RAPID EVALUATION OF ELASTIC INTERACTIONS
AMONG DISLOCATIONS
Yuhong Fu and Gregory J. Rodin
Texas Institute for Computational and Applied
Mathematics
The University of Texas at Austin, Austin,
TX 78712
e-mail: yuhong@ticam.utexas.edu
email: gjr@ticam.utexas.edu
This talk is concerned with fast
summation methods for dislocation dynamics. For large-scale simulations,
such methods are indispensable since they allow one co compute the long-range
elastic interactions in O(N) instead of O(N2) operations, where N is the
number of the dislocation segments. Specific topics include:
Introduction to fast summation methods.
Fast summation methods for dislocation dynamics in
isotropic media.
Performance and reliability of fast summation methods.
Representations of fundamental solutions in anisotropic
media.
HARDENING AND PLASTIC INSTABILITIES OF
IRRADIATED MATERIALS
Nasr M. Ghoniem
Mechanical and Aerospace Engineering Department
University of California, Los Angeles (UCLA)
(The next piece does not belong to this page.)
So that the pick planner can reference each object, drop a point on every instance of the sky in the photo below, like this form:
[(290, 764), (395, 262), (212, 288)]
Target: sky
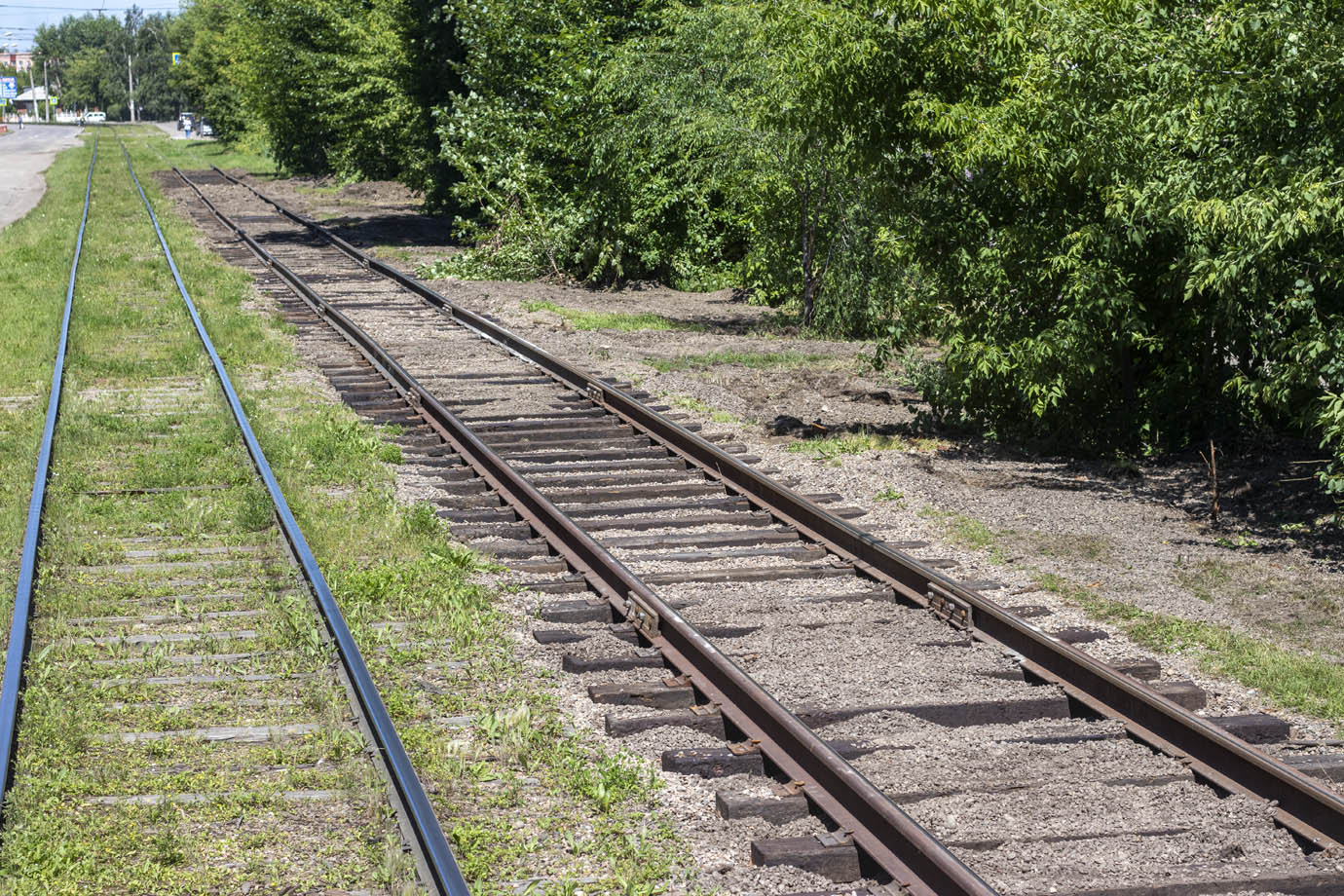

Los Angeles, California 90095-1600
Tel.: (310) 825-4866
Fax: (310) 206-4830
e-mail: ghoniem@ucla.edu
Bachu Singh
Materials Department
RISOE Danish National Laboratory
DK-4000 Roskilde, Denmark
e-mail: bachu.singh@risoe.dk
Irradiated structural materials
exhibit unique deformation characteristics as a result of the extreme non-equilibrium
conditions created by the irradiation field. High-energy particle
irradiation introduces damage in the form of small vacancy and interstitial
loops and stacking fault tetrahedra. These features of the microstructure
lead to substantial modifications in the way dislocation loops are generated
and mobilized under further plastic deformation conditions. In most
alloys, extreme radiation hardening is observed. Moreover, it is
also show that irradiated materials undergo plastic instabilities when
subjected to critical values of an externally applied stress. A preliminary
3-D Dislocation Dynamics model for the critical stress required to unlock
immobile dislocation from small interstitial loops is presented.
Under irradiation, small interstitial clusters migrate rapidly to existing
dislocations, leading to their decoration and immobilization. The
conditions required for the decoration of these dislocations will be identified.
Calculations of the critical value of the applied stress, which is necessary
to free deformation-type dislocations from the immobilizing action of radiation-induced
defects, will be presented. Trapping and conversion of mobile irradiation-induced
defect clusters is shown to be critical to the initiation of deformation
instabilities in irradiated materials. Once the instability is initiated,
plastic deformation is confined to very narrow dislocation channels, while
the majority of the irradiated volume appears to be totally un-deformed.
A RULE-BASED DISLOCATION SIMULATION IN
SILICON ?
K. W. Schwarz
IBM Research, Yorktown Heights, NY
Simulations of large numbers of interacting dislocations
promise to be computationally very demanding. A particularly vexing
issue is how to deal with the occasional strong local interactions which
occur whenever two dislocation cores approach each other closely.
It is not computationally efficient to resolve each such interaction as
it occurs. This has led to the idea of a "rule-based" approach, in which
the program is given a predetermined set of rules to let it decide on the
outcome of each strong local interaction without doing detailed calculations.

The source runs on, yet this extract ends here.